Saturday, March 13, 2004
Dislocation following total hip arthroplasty (THA) can be a formidable problem, regardless of when it occurs. Researchers for Poster Exhibit P088 contend that most late dislocations are due to hyperflexion and should be treated with closed manipulation and/or surgical intervention for persistant instability.
Reseachers initially identified 92 patients from a single institution who had a dislocation after primary THA between 1972 and 2000. In 13 patients, the dislocation occurred late-between 2 and 17 years after the primary procedure. The posterolateral approach to THA had been used with all patients, and the average age of the patients at dislocation was 63 years. The femoral component used in 10 patients (77 percent) had a 28-mm head; two patients (15 percent) needed components with 32-mm heads, and one patient (8 percent) had a component with a 22-mm head.
Investigators reviewed the etiology, epidemiological factors and management of these 13 patients with late dislocations. Radiographs and surgical observation were used to establish component positioning. The average follow-up was 56 months after the first dislocation (range: 28 months to 22 years). All dislocations were posterior.
The primary mechanism of dislocation was hyperflexion (10 patients). Other mechanisms included trauma, liner dislocation from the acetabular component and turning in bed. The two primary treatment options were closed reduction (seven hips, or 54 percent) and surgery to address the instability (six hips, or 46 percent). Intraoperative findings included femoral loosening, polyethylene wear, a dislocated liner and soft-tissue laxity.

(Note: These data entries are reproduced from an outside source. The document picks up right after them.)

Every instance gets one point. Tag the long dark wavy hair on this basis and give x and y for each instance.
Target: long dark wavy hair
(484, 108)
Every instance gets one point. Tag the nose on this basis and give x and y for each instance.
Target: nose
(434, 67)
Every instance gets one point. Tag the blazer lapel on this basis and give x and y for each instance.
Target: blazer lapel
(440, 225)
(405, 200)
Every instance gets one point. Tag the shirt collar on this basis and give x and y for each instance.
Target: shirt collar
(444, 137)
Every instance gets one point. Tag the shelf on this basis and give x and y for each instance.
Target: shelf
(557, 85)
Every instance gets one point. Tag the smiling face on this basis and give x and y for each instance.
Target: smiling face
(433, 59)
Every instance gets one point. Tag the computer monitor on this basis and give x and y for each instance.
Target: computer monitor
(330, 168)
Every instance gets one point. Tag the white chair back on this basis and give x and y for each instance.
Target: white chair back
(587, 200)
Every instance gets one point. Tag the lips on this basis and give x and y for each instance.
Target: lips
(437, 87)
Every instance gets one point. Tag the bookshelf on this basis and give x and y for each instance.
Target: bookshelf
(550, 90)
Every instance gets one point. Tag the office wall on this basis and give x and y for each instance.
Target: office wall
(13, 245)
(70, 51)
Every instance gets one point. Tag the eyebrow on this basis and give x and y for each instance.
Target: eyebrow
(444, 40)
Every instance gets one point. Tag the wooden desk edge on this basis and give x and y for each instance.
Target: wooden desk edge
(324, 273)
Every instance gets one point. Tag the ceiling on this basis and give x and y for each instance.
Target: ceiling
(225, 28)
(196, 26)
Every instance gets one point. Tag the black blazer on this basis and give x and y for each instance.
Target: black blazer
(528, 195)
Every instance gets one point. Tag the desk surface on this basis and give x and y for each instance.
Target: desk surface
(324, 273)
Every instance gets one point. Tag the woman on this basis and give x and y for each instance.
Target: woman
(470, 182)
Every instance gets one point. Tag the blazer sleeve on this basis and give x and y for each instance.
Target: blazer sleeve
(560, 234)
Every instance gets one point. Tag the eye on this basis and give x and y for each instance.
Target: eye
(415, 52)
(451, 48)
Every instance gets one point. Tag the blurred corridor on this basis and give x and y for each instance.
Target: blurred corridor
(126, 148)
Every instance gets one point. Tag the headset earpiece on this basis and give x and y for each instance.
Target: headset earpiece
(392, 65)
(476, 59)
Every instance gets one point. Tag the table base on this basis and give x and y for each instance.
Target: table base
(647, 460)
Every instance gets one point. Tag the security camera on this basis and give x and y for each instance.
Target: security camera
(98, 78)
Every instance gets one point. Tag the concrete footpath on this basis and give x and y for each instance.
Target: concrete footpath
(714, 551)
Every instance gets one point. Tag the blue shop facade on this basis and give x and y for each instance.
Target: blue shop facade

Based on this data, researchers concluded that hyperflexion is the underlying cause for most late dislocations after primary THA. Gradual stretching of the periprosthetic soft tissues may play a role in eventual dislocation, but implant malposition is not a factor.
Investigators recommend closed reduction and bracing as initial management for late reductions. Surgically correctable causes such as component loosening and polyethylene wear also should be considered.
The research team consisted of Conjeevaram Maheshwer, MD, of West Lake, Ohio; Mihar Patel, MD, of New York City; and Hoang Bang and Victor Goldberg, MD, of Cleveland.